Sundry proposals have been aired from various sources. Nearly all of them overlook two crucial facts. One is that the law of agricultural holdings has become excruciatingly complex and incomprehensible to those it is supposed to serve, and proposals making it more so are not needed. The other is that the CLA survey has identified what reforms would not halt the decline of the system. They include “retirement tenancies” and “fixed-term tenancies” and from there the woefully complicated “extension tenancies”.
The Tenant Farmers’ Association by definition support the tenancy system, and not unexpectedly they are bringing progressive thought to bear. They may not be far apart from the CLA in their general philosophy and have been commended by the CLA for declaring: “Simply tinkering with security of tenure is an inadequate response which will not answer the system’s problems.”

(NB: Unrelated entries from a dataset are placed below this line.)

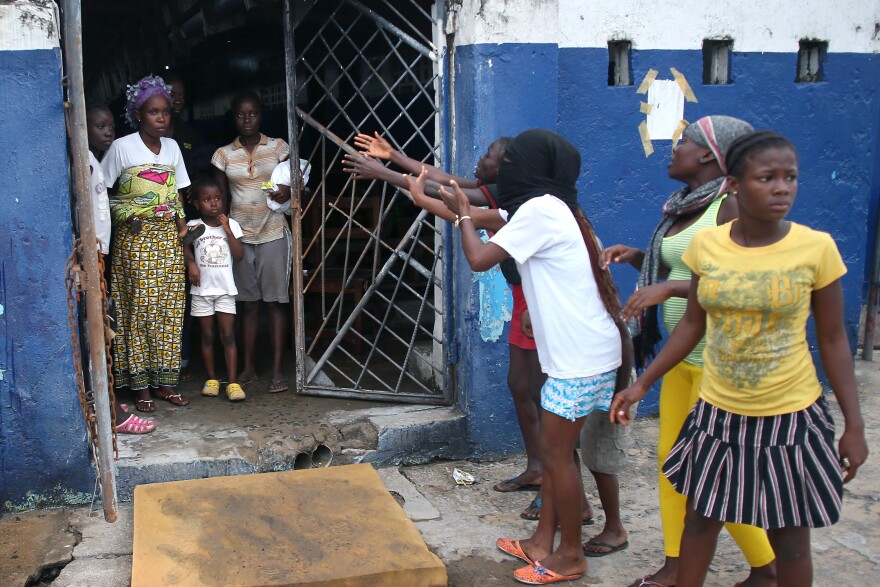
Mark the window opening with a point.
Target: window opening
(716, 61)
(811, 61)
(619, 63)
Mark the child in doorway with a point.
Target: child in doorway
(760, 432)
(213, 286)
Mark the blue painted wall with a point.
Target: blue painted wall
(835, 124)
(43, 447)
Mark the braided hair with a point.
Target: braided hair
(607, 289)
(743, 148)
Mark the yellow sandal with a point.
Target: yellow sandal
(234, 392)
(211, 388)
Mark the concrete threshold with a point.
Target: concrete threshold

The association have proposed a “rural business lease” drawn partly from the business tenancy code in Part II of the Landlord and Tenant Act 1954.
In turn the CLA are putting forward a ” farm business lease”, also containing elements of the 1954 Act, as well as the Agricultural Holdings Act 1986 and the Housing Act 1988. It would allow freedom of contract once a Housing Act-type notice had alerted the tenant to what was in prospect.
There would, however, be “back-up provisions” dealing with sandry aspects of the tenancy (not to do with security of tenure) which would apply unless the parties agreed to the contrary.
The ailing patient, then, can be revived, but only by allowing the parties to make their agreements untrammelled by interfering lawgivers. The TFA are right — tinkering is worse than useless. The Minister, John Gummer, has rightly chosen to be bold. His proposals are true to the message he gave last year, that “legislation could only be justified if it were effective”. The consultation paper plumps for freedom — “the parties should be free to negotiate terms which best suit their needs and circumstances”; but, as the CLA suggested, there would be fallback provisions on compensation and tenants’ fixtures.
John Gummer has offered (“subject to the consultation exercise” and parliamentary time) therapeutic legislation to cure the patient. Let us see if all concerned have the courage to go for it and the ability to keep it simple.